How to Be Wrong

Suppose your manager asks you next week to demonstrate that the AI coding tools your company just purchased are worth the subscription cost. What would you measure? Lines of code generated? Tickets closed? A survey asking whether developers feel more productive? Each of those answers is wrong in a specific way. This lesson describes twelve of the most common mistakes currently being made in published research and in organizations. At least one of them is probably something you, your team, or your employer is doing right now.

Counting Lines of Code Generated

Timing Artificial Tasks

Measuring Only the Easy Half

Before/After With No Control Group

Asking Developers If They Feel More Productive

Goodhart's Law Revisited

Treating Adoption Rate as a Success Metric

Comparing Volunteers to Non-Volunteers

Treating Suggestion Acceptance Rate as a Quality Signal

Comparing AI to Nothing

Check Understanding

Your company surveys developers three weeks after rolling out an AI coding assistant. Seventy-eight percent report feeling more productive. Your manager says this proves the tools are working. Identify two specific flaws in this conclusion.

First, the survey was conducted three weeks after adoption, which falls within the novelty period: developers are typically more engaged and positive about new tools during the initial weeks, and that enthusiasm inflates self-reported productivity regardless of actual performance. Second, feeling more productive is not the same as being more productive. Self-report surveys measure perception, which is also distorted by the Hawthorne effect and social desirability bias.

A study compares fifty developers who volunteered to use an AI assistant against fifty who did not. The AI group closes 25% more tickets per week. What is the most likely alternative explanation for this result, and what design change would address it?

The most likely alternative explanation is selection bias: developers who volunteered to use the tool differ from those who did not in ways that predict productivity independently of the tool. A design change that would address this is random assignment: randomly give the tool to half the developers rather than letting them self-select, so that the two groups are comparable on average.

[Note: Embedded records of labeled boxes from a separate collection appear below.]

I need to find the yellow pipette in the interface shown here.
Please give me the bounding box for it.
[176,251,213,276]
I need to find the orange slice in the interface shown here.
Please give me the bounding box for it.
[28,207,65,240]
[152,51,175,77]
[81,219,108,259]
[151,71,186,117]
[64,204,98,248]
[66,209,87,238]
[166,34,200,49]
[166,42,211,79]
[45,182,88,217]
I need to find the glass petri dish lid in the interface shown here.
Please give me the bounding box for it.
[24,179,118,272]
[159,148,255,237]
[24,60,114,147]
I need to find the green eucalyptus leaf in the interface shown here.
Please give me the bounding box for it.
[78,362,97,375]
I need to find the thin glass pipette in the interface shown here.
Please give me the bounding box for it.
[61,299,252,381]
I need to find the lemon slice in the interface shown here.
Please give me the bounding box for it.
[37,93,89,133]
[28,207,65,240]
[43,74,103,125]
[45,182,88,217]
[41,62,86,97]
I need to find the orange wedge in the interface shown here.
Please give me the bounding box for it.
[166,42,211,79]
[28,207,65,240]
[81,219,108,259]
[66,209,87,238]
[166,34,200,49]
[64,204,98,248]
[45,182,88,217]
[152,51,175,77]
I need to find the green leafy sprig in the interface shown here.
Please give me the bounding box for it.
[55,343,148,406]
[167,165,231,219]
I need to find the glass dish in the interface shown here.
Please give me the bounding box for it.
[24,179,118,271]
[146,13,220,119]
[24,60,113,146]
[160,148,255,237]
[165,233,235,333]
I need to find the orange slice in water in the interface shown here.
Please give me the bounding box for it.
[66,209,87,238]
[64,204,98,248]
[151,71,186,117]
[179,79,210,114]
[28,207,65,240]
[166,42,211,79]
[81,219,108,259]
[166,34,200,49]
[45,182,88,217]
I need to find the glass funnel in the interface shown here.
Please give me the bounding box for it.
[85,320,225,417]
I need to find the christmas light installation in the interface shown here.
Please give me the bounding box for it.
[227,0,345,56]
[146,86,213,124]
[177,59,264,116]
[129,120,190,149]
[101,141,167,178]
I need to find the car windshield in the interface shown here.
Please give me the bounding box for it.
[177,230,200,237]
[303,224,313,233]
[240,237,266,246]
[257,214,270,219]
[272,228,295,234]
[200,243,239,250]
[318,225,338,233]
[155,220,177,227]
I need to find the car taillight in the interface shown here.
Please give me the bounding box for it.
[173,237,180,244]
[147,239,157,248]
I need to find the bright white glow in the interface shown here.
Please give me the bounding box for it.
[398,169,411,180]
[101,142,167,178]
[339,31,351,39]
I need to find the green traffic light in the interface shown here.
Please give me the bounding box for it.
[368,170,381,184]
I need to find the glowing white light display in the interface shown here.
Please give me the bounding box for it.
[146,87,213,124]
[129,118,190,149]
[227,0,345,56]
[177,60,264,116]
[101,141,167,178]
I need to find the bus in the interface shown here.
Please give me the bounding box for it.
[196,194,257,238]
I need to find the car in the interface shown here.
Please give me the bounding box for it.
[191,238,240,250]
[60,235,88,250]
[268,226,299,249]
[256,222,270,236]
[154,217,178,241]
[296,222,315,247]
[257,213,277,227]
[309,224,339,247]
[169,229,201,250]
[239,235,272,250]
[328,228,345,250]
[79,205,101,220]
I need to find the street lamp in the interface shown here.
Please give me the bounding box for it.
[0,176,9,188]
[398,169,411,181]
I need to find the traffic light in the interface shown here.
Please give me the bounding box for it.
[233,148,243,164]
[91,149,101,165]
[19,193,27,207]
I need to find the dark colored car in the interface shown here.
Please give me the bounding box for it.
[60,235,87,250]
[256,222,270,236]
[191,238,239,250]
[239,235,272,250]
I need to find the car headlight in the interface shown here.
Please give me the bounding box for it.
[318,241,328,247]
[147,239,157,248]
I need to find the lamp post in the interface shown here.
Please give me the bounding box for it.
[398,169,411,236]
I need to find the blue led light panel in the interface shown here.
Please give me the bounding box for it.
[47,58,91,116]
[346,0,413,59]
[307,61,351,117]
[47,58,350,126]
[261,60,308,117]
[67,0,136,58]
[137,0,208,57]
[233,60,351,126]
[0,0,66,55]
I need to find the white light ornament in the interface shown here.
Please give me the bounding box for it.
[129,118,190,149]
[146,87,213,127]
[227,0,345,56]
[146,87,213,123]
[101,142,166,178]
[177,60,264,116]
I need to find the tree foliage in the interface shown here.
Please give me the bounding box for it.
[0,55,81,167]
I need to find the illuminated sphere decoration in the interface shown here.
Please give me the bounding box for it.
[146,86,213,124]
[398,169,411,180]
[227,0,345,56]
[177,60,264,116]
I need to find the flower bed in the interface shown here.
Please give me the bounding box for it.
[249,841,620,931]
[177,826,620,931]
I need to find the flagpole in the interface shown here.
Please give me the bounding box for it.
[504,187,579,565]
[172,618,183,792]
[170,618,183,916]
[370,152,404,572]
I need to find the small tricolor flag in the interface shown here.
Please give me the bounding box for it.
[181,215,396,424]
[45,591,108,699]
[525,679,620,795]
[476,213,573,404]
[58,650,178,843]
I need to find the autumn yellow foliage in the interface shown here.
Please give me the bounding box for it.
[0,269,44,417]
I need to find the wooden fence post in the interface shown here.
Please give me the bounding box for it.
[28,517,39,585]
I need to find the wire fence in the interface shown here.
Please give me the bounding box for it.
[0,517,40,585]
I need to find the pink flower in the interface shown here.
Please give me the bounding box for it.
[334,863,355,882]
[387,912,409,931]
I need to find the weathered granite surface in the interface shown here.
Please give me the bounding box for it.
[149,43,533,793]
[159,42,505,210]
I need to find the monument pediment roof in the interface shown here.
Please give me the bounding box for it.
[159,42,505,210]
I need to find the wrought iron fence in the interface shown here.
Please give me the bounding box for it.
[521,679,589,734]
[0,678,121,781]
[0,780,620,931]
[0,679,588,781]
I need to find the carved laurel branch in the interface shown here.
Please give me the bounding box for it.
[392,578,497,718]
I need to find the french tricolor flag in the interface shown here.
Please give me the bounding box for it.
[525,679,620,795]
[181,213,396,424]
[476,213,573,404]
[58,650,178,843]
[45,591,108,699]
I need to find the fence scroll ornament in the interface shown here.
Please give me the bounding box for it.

The following measurement plan contains at least two flaws. Identify them and describe a better approach: "To evaluate our AI tools, we will measure lines of code committed per developer per week, comparing the two weeks before and two weeks after tool adoption."

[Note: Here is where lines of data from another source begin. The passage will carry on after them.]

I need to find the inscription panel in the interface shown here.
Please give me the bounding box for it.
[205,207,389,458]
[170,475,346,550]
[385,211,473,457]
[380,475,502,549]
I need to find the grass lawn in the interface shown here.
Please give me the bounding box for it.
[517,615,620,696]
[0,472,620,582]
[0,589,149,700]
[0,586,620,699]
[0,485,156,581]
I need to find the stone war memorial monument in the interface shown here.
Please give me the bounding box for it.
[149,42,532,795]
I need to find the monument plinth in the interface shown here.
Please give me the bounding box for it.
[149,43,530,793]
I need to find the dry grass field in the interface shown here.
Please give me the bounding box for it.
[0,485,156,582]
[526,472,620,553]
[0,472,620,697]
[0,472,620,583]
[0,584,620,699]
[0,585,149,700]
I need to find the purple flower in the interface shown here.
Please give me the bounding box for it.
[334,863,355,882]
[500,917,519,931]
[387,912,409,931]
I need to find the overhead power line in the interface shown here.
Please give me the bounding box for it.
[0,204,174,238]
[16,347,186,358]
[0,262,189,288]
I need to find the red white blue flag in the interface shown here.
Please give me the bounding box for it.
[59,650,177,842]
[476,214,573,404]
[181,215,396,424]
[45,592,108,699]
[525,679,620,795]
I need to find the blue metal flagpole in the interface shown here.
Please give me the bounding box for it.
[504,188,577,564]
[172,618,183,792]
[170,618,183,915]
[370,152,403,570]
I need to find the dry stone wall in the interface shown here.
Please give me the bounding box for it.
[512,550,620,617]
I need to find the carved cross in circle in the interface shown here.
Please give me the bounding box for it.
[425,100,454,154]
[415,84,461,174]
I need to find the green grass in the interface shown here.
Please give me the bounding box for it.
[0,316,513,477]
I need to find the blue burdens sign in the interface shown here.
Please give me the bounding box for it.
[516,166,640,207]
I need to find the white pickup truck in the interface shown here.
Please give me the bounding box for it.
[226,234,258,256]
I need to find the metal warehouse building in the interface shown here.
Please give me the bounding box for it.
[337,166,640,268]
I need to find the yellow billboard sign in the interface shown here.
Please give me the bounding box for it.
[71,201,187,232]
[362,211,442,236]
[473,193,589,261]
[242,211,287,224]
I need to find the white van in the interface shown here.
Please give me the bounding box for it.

Lines of code has low construct validity as a productivity measure, and a two-week window falls entirely within the novelty period. A better approach would use an outcome-linked metric such as deployment frequency paired with change failure rate, or cycle time from ticket creation to production deployment, and extend the measurement window to at least three to six months. Including a team that did not adopt the tools would provide a control group to separate the AI effect from other concurrent changes.

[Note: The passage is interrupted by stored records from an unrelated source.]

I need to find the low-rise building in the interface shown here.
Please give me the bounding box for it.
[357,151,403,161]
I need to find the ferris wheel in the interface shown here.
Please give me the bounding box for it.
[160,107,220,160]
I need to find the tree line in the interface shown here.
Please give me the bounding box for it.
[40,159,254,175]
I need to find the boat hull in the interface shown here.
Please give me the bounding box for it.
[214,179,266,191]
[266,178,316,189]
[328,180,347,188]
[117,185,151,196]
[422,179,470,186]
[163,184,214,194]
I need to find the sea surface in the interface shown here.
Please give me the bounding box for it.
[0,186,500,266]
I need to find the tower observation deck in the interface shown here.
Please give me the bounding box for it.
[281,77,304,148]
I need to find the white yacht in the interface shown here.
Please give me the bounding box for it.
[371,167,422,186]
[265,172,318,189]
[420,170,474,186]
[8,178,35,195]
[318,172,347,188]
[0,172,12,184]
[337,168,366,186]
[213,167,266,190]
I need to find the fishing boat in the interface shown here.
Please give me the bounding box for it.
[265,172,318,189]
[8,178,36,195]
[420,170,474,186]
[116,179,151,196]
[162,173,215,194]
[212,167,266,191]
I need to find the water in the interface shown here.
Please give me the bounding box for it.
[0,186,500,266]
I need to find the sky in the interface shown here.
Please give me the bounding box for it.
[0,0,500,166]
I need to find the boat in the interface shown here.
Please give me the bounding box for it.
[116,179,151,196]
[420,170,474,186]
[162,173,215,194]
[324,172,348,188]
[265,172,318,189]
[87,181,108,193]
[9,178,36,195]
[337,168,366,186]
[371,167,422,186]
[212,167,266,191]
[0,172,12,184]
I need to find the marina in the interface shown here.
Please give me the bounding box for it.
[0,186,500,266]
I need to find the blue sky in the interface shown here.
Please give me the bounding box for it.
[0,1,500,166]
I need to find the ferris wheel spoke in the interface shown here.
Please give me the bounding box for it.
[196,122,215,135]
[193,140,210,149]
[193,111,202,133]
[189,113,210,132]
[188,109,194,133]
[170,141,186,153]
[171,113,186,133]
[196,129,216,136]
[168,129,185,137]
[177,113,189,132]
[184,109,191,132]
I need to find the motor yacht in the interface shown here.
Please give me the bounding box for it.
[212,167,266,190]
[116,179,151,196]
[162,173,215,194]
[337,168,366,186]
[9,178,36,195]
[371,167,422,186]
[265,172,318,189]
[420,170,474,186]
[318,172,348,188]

A vendor announces that their AI assistant's suggestion acceptance rate rose from 25% to 40% over the past quarter and calls this a "quality improvement." What is wrong with this interpretation?

Acceptance rate measures whether a suggestion looked plausible, not whether the accepted code was correct, secure, or maintainable. A rise in acceptance rate can reflect better suggestions, but it can equally reflect increased time pressure, a shift toward simpler tasks where AI does better, or habituation (developers becoming less critical over time). Without a separate measure of the quality of accepted suggestions, such as defect rates or code review rejection rates, acceptance rate tells you nothing about whether the tool is producing better code.

Exercises

Audit Your Own Organization (20 minutes)

List three metrics your organization currently uses (or has used recently) to evaluate the impact of a tool or process change on developer productivity. For each metric, identify which of the failure modes from this chapter it falls into, and briefly explain why. If you believe a metric avoids all of the traps, write one sentence explaining why you think so.

Redesign a Flawed Study (15 minutes)

A company wants to know whether their AI coding tool improves developer productivity. Their current plan is to survey developers about perceived productivity after two weeks, compare responses to a pre-adoption baseline survey, and report the percentage who say they feel more productive.

Identify at least three problems with this design, then describe a better approach in a few sentences, specifying what you would measure, over what time period, and how you would construct a comparison group.

Find the Baseline (10 minutes)

Find a recent vendor claim about an AI tool's impact on developer productivity, such as a blog post, marketing page, or case study. Identify the baseline the claim uses: what does the AI-assisted group get compared to? Then write two sentences describing a more informative baseline and why it would change the interpretation of the result.